No me parece mal que viajen agentes ¿del Mossad? en los vuelos
que llegan a Israel, vista la situación. Lo que no entiendo es
que esos agentes de seguridad exclusivamente de seguridad, según
se dice se conviertan en una policía política que
nada tiene que envidiar a la de Hitler o Stalin. ¿En qué
estamos? ¿Israel es una democracia o qué? ¿Puede
ser democrático un Estado que somete a cerco a un millón
de palestinos por la fuerza de las armas? ¿Y cómo es posible
que ahora sean sitiadores de todo un pueblo los hijos, los nietos, los
biznietos de quienes, como mi madre y sus hermanos y su padre rabino,
padecieron el cerco zarista en los ghettos, y luego, como mis primos,
el encierro en los campos de concentración nazis? A los 8 años
de edad mi madre presenció cómo los cosacos incendiaban
la vivienda familiar y cómo mi abuela iba sacando a sus hijos de
las llamas, menos a una hermanita de 2 años que murió abrasada.

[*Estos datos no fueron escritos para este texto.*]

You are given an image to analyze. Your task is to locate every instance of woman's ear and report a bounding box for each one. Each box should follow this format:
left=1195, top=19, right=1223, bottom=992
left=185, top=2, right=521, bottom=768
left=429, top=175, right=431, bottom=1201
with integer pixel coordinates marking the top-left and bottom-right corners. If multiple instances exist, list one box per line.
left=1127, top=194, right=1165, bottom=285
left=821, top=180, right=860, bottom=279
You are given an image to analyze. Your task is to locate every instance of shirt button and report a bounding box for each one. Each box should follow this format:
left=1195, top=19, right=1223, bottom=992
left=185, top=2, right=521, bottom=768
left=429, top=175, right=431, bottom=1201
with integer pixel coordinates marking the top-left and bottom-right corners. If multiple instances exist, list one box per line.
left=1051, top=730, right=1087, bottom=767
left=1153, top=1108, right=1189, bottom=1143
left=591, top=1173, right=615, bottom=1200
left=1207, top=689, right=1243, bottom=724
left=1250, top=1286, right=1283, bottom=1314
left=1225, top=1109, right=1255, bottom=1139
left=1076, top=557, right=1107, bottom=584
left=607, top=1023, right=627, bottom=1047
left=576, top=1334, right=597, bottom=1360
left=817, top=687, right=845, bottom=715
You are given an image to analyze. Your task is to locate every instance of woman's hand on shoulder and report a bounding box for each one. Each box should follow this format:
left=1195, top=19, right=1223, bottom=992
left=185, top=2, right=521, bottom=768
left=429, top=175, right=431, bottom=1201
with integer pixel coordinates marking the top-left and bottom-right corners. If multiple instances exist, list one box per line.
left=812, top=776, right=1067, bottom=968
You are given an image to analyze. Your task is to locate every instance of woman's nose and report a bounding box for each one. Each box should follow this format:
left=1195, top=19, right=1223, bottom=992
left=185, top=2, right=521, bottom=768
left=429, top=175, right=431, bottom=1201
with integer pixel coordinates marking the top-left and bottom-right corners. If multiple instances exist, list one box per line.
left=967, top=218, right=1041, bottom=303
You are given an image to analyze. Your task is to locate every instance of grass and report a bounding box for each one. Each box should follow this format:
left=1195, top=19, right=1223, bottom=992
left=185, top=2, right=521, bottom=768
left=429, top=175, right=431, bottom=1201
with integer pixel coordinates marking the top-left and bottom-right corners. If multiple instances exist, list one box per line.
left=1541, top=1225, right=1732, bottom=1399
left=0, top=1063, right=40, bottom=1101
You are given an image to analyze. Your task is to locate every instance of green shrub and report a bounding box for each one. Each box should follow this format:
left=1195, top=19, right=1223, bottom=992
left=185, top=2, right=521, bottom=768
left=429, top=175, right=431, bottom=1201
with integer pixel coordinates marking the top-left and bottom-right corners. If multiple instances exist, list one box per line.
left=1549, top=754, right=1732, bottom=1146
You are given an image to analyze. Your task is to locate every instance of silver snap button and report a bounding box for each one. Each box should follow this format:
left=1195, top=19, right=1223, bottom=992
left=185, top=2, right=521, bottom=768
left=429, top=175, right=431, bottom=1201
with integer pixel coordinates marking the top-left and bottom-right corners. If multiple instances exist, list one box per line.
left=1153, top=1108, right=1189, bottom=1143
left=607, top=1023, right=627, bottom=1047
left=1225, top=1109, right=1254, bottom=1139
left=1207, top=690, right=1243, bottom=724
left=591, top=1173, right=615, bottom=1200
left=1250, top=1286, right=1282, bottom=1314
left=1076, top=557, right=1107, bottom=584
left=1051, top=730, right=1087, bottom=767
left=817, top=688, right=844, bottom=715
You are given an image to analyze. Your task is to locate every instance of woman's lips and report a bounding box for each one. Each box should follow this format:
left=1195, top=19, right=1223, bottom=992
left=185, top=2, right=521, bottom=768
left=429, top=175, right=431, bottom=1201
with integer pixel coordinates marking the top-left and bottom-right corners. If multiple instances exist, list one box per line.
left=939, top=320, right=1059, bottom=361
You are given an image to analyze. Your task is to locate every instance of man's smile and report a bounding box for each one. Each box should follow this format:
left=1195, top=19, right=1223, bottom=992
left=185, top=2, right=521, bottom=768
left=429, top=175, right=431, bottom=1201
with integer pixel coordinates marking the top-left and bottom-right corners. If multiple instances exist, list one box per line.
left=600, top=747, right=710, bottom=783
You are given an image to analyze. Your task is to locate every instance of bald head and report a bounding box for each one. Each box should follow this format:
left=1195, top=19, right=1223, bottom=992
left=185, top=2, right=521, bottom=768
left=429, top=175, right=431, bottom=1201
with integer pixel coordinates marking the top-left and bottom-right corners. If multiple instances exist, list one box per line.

¿Y ahora esos descendientes de la persecución crean ghettos
para los palestinos, dinamitan sus casas, los sitian por hambre, abaten
sus olivos y arrasan sus cultivos cuando molestan proyectos edilicios,
usurpan sus tierras aplicando esa razón de las bestias que es la
fuerza? ¿Y qué tienen que ver con el judaísmo esas
políticas de Israel? Los judíos siempre fuimos perseguidos,
nunca perseguidores; discriminados, nunca discriminadores; marginalizados,
nunca marginadores; sitiados, nunca sitiadores. Nada tiene que ver a estas
alturas el Estado de Israel con la tradición judía, la más
democrática del mundo, creada desde abajo en la diáspora
y conservada a lo largo de los siglos.
Sé que estas opiniones serán calificadas de antisemitas
por quienes no quieren oír, ni ver, ni hablar, como los tres monos
de la India. La táctica de confundir las críticas al Estado
de Israel con el antisemitismo me recuerda la pretensión de la
más reciente dictadura militar argentina, que llamó campaña
antiargentina a toda denuncia de sus crímenes. Sólo
me explico la tristeza particular que las políticas genocidas del
Estado de Israel me causan porque soy verdaderamente judío. Porque
una vez, de niño y con fiebre altísima, mi padre se sentó
junto a mi cama para leerme en idish un cuento de Sholem Aleijem. Se llamaba
Das messerl (El cuchillito) y hablaba de los dolores del ghetto.